In December 2023, the FASB issued ASU 2023-09, "Income Taxes (Topic 740): Improvements to Income Tax Disclosures." The amendment enhances income tax disclosure requirements, particularly regarding the effective tax rate reconciliation and income taxes paid. The amendments in this ASU are effective for fiscal years beginning after December 15, 2024. The Company is in the process of evaluating the effect that the adoption of these standards will have on its consolidated financial statements.
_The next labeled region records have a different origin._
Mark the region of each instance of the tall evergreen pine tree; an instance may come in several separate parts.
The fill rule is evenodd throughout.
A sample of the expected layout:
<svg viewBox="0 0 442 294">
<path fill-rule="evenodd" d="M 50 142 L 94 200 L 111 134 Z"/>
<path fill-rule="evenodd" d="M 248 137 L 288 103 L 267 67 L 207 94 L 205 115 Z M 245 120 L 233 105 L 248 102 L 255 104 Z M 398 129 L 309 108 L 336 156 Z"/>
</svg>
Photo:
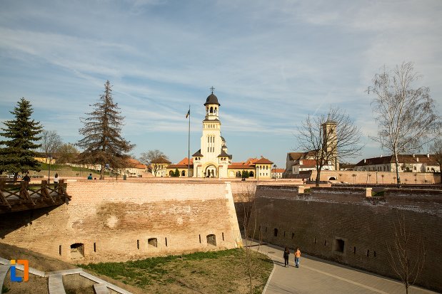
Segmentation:
<svg viewBox="0 0 442 294">
<path fill-rule="evenodd" d="M 4 122 L 6 127 L 2 127 L 4 132 L 0 133 L 6 138 L 0 141 L 0 173 L 14 174 L 14 179 L 16 181 L 19 172 L 40 170 L 40 163 L 34 159 L 36 152 L 34 150 L 41 146 L 35 142 L 41 139 L 38 136 L 43 127 L 39 122 L 31 119 L 32 107 L 24 98 L 10 112 L 15 119 Z"/>
<path fill-rule="evenodd" d="M 84 127 L 79 132 L 84 137 L 76 145 L 84 149 L 79 157 L 81 162 L 101 164 L 100 179 L 103 179 L 106 164 L 115 170 L 124 167 L 129 158 L 126 152 L 135 145 L 121 137 L 124 117 L 120 115 L 118 104 L 114 103 L 109 80 L 104 84 L 104 93 L 93 106 L 94 111 L 86 113 L 89 117 L 81 119 Z"/>
</svg>

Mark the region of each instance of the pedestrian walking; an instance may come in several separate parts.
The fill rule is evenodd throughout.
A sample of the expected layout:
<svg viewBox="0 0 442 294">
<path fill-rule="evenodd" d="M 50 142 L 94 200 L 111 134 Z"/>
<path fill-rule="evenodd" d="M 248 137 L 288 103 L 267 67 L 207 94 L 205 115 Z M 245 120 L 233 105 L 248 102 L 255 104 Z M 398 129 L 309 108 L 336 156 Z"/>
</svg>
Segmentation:
<svg viewBox="0 0 442 294">
<path fill-rule="evenodd" d="M 26 174 L 23 177 L 23 180 L 24 182 L 27 182 L 28 183 L 31 181 L 31 178 L 29 177 L 29 174 L 26 172 Z"/>
<path fill-rule="evenodd" d="M 299 250 L 298 247 L 296 247 L 296 251 L 295 251 L 295 266 L 296 268 L 299 268 L 299 258 L 301 258 L 301 250 Z"/>
<path fill-rule="evenodd" d="M 290 251 L 287 247 L 284 249 L 284 266 L 288 266 L 288 255 L 290 254 Z"/>
<path fill-rule="evenodd" d="M 56 173 L 55 174 L 55 176 L 54 177 L 54 189 L 55 191 L 57 190 L 57 188 L 59 187 L 59 180 L 60 179 L 59 179 L 59 174 Z"/>
</svg>

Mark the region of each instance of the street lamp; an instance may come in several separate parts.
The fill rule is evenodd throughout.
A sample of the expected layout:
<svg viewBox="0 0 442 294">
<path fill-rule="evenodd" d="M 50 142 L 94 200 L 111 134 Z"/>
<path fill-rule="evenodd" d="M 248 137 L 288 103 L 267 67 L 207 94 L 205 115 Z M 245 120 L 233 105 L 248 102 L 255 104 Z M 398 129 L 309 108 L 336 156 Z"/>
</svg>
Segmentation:
<svg viewBox="0 0 442 294">
<path fill-rule="evenodd" d="M 48 159 L 49 159 L 49 171 L 48 172 L 48 184 L 51 182 L 51 161 L 52 160 L 52 155 L 48 155 Z"/>
<path fill-rule="evenodd" d="M 276 182 L 276 164 L 273 164 L 273 169 L 275 170 L 275 182 Z"/>
</svg>

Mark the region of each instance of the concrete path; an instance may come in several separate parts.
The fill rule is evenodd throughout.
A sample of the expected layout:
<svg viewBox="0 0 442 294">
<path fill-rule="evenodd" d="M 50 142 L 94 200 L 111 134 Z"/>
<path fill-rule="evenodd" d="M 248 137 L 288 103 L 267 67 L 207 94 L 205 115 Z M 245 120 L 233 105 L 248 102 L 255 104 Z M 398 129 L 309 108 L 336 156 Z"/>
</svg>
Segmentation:
<svg viewBox="0 0 442 294">
<path fill-rule="evenodd" d="M 245 243 L 243 243 L 245 244 Z M 253 247 L 257 249 L 258 247 Z M 355 270 L 338 263 L 303 254 L 299 268 L 294 267 L 291 252 L 289 266 L 284 267 L 283 248 L 272 245 L 261 246 L 259 252 L 273 261 L 271 274 L 263 294 L 296 293 L 359 293 L 403 294 L 403 285 L 396 280 Z M 436 293 L 417 287 L 408 289 L 409 294 Z"/>
<path fill-rule="evenodd" d="M 63 275 L 61 273 L 49 275 L 48 285 L 49 294 L 66 294 L 63 285 Z"/>
</svg>

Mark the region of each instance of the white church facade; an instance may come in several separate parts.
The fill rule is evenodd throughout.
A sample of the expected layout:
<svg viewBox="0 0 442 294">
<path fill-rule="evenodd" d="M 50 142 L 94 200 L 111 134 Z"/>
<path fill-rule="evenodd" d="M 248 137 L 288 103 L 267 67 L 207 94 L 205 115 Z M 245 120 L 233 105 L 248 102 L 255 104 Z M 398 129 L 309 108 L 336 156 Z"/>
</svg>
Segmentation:
<svg viewBox="0 0 442 294">
<path fill-rule="evenodd" d="M 227 154 L 226 140 L 221 135 L 221 105 L 214 94 L 214 88 L 211 90 L 204 103 L 206 116 L 203 120 L 201 149 L 192 155 L 194 177 L 226 178 L 232 156 Z"/>
<path fill-rule="evenodd" d="M 232 155 L 228 154 L 226 140 L 221 136 L 221 105 L 214 94 L 214 89 L 211 90 L 211 94 L 204 103 L 206 112 L 200 149 L 192 155 L 190 162 L 185 157 L 178 164 L 167 164 L 165 177 L 271 179 L 272 167 L 275 168 L 276 165 L 272 167 L 273 162 L 262 156 L 248 158 L 244 162 L 232 162 Z"/>
</svg>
In November 2024, the FASB issued ASU 2024-03, "Income Statement - Reporting Comprehensive Income - Expense Disaggregation Disclosures." The ASU requires a public business entity to provide disaggregated disclosures of certain categories of expenses on an annual and interim basis including purchases of inventory, employee compensation, depreciation, and intangible asset amortization for each income statement line item that contains those expenses. This ASU is effective for annual reporting periods beginning after December 15, 2026, and interim periods within annual reporting periods beginning after December 15, 2027, with early adoption permitted. The Company is currently evaluating this ASU to determine its impact on the Company’s disclosures.